ALMOST 400 food and beverage small and medium businesses learned to secure export success in Asia Pacific - a region where a growing consumer base is eager to buy Australian goods.
Austrade’s marketplace roadshow toured Perth, Adelaide, Melbourne, Parramatta, Brisbane, Sunshine Coast and Toowoomba from 28 June to 5 July 2005.
The events divulged the details of more than 100 food and beverage buyers in Asia Pacific looking to buy Australian products.
Austrade industry specialists were also on hand to assess participants’ food and beverage related products and provide business-specific advice on cracking the markets of India, Thailand, Singapore, Malaysia, the Philippines, Indonesia, New Zealand and Fiji.
These markets have an attractive number of well-off and educated consumers willing to buy Australian food and beverage products that meet their needs.
In addition, Thailand and Singapore offer Australian exporters the competitive advantage of having signed free trade agreements with Australia.
“There is growing demand for high-quality food and beverage products in places like India, South East Asia and the Pacific,” Austrade senior trade commissioner for Thailand Sean Riley said.
“Many Australian companies fly over these places to visit Europe and the US, and they fly over millions of dollars of export sales every time they do that.”

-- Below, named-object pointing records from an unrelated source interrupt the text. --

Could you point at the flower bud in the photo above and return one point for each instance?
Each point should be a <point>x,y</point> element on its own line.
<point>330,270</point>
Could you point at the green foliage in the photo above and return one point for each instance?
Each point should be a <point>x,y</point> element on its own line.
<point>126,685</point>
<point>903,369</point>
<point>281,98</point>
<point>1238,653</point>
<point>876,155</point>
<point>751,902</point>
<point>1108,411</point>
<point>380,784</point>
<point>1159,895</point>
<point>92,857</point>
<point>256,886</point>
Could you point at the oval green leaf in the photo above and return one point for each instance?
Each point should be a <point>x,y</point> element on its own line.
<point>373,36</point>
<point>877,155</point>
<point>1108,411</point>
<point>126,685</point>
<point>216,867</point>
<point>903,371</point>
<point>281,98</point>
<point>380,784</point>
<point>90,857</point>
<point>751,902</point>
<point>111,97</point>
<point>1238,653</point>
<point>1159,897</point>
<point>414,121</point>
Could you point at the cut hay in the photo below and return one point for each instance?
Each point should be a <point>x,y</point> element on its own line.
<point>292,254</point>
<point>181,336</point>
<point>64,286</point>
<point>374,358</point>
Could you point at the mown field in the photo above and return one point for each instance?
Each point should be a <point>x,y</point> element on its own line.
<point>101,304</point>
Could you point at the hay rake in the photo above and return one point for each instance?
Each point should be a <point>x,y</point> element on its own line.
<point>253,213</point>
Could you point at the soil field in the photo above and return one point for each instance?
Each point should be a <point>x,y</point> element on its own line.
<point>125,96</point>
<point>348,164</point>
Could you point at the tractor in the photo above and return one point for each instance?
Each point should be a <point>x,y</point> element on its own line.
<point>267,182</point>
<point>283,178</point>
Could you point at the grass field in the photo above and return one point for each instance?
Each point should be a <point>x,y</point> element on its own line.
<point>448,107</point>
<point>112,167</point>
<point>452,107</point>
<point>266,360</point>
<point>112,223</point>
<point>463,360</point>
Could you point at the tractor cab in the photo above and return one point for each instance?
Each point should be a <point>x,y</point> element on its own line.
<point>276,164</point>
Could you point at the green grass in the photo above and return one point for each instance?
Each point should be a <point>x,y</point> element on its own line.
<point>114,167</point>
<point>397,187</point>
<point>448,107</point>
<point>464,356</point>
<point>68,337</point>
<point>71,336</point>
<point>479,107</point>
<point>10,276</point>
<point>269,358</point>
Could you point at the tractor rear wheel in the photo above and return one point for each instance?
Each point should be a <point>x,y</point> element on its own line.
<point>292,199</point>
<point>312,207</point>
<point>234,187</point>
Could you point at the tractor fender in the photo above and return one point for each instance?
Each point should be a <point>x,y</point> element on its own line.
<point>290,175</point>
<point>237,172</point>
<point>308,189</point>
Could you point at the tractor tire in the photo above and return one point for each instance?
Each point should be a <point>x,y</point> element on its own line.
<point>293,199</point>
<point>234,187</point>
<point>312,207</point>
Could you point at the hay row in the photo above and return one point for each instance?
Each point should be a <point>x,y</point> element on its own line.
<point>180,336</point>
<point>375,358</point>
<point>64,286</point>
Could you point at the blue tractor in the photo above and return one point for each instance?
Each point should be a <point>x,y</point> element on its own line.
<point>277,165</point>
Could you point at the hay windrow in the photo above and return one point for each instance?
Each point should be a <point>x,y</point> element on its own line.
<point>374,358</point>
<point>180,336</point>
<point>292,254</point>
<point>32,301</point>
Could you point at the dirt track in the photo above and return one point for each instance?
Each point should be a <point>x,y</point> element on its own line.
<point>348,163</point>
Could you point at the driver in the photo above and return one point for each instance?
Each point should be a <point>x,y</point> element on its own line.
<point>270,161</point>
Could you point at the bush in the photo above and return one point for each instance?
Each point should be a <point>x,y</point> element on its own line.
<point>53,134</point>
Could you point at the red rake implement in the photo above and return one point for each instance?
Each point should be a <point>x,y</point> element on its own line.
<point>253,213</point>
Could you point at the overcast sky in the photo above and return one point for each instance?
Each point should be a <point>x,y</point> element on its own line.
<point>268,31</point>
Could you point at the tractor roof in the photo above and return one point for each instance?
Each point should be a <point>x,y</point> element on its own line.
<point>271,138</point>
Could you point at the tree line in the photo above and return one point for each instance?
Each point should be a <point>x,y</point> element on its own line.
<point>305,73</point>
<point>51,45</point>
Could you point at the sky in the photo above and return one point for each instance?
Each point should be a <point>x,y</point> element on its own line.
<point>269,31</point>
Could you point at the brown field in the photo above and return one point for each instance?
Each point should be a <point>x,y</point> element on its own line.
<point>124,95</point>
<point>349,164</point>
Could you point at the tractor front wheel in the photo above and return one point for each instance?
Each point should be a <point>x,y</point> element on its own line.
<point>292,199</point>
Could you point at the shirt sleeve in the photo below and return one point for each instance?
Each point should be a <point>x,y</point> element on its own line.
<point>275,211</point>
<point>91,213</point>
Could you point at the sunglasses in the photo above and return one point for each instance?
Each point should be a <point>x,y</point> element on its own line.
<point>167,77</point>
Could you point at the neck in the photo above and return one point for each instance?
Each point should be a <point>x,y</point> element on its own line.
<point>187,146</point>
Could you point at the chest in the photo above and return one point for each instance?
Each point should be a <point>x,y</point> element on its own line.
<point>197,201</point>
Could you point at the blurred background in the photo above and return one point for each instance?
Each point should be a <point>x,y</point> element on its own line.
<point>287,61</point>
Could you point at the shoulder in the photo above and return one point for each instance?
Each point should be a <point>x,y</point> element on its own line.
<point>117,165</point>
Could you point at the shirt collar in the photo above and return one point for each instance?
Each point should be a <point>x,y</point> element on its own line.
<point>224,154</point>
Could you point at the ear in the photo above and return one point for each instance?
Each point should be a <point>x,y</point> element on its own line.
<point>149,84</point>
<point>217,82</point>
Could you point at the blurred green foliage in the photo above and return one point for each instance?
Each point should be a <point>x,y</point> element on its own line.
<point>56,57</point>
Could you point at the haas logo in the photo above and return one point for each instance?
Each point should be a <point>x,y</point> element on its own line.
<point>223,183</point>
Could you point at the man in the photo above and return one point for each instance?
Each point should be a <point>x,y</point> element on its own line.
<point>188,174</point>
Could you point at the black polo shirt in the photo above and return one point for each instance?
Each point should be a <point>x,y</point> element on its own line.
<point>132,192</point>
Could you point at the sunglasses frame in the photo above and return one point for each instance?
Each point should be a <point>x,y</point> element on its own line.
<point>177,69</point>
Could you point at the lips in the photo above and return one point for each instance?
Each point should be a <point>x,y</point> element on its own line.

Opportunities in Asia Pacific include ready-to-eat meals, organic fruit and vegetables, Christmas cake, confectionery, fruit juices, low-fat dairy products, cereal bars, olive oil, nougat, jams and non-alcoholic beer.
To enjoy the opportunities in the Asia Pacific markets, Riley suggests food and beverage exporters contact Austrade for qualified assessments of the chances of export success, and to assist with finding qualified importers.
Riley also suggests exporters emphasise Australian brand connections when exporting.
According to Riley, exporters should work with Austrade and other export-support bodies to grow their understanding of their target customers. They should also find buyers who are passionate and who care about customers.
Riley says exporters should aim to strengthen relationships with people across their partner’s business, enabling them to better understand what makes them tick, and improve their chances of success.